A hybrid model to estimate particle fluxes in a fluid mode using a particle-in-cell Monte Carlo collision method

Fluid models have been widely used in plasma simulations and conducted successfully under near-atmospheric pressure conditions such as plasma display panels and atmosphere pressure plasma devices. However, fluid models have drawbacks in low pressure conditions because they cannot describe exact energy distribution of species in spatial and temporal domains. As a result, fluid models are not able to calculate the transport and the reaction coefficients, nor represent non-local effects at low pressure.
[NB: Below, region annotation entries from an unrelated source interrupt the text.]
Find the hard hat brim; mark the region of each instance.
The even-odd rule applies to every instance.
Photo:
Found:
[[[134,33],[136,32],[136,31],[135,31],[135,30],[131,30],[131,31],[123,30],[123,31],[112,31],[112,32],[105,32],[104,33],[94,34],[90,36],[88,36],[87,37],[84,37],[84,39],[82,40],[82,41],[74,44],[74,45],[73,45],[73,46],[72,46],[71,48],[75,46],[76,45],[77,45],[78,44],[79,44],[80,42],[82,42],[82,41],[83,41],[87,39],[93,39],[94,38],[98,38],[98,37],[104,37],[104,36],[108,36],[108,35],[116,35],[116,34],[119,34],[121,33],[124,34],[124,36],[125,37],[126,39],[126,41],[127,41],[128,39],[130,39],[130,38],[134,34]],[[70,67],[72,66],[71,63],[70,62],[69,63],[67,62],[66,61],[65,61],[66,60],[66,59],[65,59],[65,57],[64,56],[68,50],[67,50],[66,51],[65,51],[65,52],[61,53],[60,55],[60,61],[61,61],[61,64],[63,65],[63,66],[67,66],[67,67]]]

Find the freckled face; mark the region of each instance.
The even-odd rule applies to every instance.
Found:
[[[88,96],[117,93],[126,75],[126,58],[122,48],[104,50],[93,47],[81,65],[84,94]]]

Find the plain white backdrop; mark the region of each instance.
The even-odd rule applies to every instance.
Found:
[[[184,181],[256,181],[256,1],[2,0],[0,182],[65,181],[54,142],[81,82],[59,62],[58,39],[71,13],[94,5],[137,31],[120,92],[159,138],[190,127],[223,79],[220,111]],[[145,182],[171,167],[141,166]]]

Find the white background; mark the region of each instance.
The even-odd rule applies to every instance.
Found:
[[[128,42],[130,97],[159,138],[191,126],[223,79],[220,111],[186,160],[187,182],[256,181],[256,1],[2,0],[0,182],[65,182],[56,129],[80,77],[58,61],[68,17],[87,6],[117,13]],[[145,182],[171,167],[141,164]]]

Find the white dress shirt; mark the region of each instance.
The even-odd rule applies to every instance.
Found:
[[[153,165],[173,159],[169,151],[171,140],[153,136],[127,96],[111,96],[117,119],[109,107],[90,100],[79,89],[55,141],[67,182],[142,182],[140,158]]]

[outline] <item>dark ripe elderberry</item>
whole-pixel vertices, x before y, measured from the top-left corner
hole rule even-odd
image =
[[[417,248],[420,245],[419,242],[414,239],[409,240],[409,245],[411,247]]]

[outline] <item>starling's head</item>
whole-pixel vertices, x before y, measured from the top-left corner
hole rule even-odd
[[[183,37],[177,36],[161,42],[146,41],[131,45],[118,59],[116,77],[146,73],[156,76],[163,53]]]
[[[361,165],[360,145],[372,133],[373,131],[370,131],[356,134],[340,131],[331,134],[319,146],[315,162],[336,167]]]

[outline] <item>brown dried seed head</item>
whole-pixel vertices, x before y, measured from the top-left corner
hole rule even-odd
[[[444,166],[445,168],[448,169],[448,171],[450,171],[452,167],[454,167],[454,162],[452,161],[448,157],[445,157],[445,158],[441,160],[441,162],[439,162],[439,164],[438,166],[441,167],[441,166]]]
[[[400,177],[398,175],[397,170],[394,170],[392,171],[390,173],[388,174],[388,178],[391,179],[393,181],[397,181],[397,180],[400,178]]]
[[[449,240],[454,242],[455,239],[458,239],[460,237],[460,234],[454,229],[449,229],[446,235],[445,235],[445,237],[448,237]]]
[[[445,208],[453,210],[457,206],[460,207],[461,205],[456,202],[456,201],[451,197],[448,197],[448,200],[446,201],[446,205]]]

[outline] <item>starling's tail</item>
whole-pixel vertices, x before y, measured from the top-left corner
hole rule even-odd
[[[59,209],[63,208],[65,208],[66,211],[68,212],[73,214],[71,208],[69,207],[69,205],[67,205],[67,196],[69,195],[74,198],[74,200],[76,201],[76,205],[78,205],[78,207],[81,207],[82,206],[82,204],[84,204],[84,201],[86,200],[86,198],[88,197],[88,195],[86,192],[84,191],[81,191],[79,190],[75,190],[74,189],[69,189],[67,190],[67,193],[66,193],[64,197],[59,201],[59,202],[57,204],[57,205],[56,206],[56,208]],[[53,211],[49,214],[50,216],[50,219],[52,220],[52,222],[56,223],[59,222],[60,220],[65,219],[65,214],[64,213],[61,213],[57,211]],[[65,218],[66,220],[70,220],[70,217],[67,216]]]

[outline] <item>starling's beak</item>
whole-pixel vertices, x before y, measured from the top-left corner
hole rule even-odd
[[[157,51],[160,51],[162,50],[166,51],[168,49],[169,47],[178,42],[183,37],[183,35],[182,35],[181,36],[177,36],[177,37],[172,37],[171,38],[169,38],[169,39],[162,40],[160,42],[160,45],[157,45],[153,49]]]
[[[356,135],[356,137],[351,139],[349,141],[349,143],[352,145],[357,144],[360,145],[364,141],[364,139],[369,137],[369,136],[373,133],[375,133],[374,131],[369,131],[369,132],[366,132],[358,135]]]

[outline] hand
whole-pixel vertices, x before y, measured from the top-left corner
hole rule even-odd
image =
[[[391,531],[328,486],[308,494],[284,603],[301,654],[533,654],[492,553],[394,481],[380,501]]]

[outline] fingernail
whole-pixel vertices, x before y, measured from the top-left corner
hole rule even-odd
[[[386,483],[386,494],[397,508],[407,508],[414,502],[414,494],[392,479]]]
In order to minimize these, the Monte Carlo collision (MCC) methods have been additionally used to obtain the energy distribution function of each species, especially for electrons in conventional hybrid models. Another problem in conventional fluid models is to utilize a drift-diffusion approximation (DDA) for transport fluxes for electrons and ions instead of the momentum conservation equation. However, if DDA is used at low pressure, the flux is overestimated because the approximation assumes the instant local balanced steady state from collisions. In this work, a new hybrid method is introduced to provide the correct flux using particle-in-cell (PIC) coupled with MCC instead of DDA. The results of the modified hybrid simulation show better agreement with a full PIC simulation. In addition, the effect of boundary conditions on the potential and density distribution is investigated.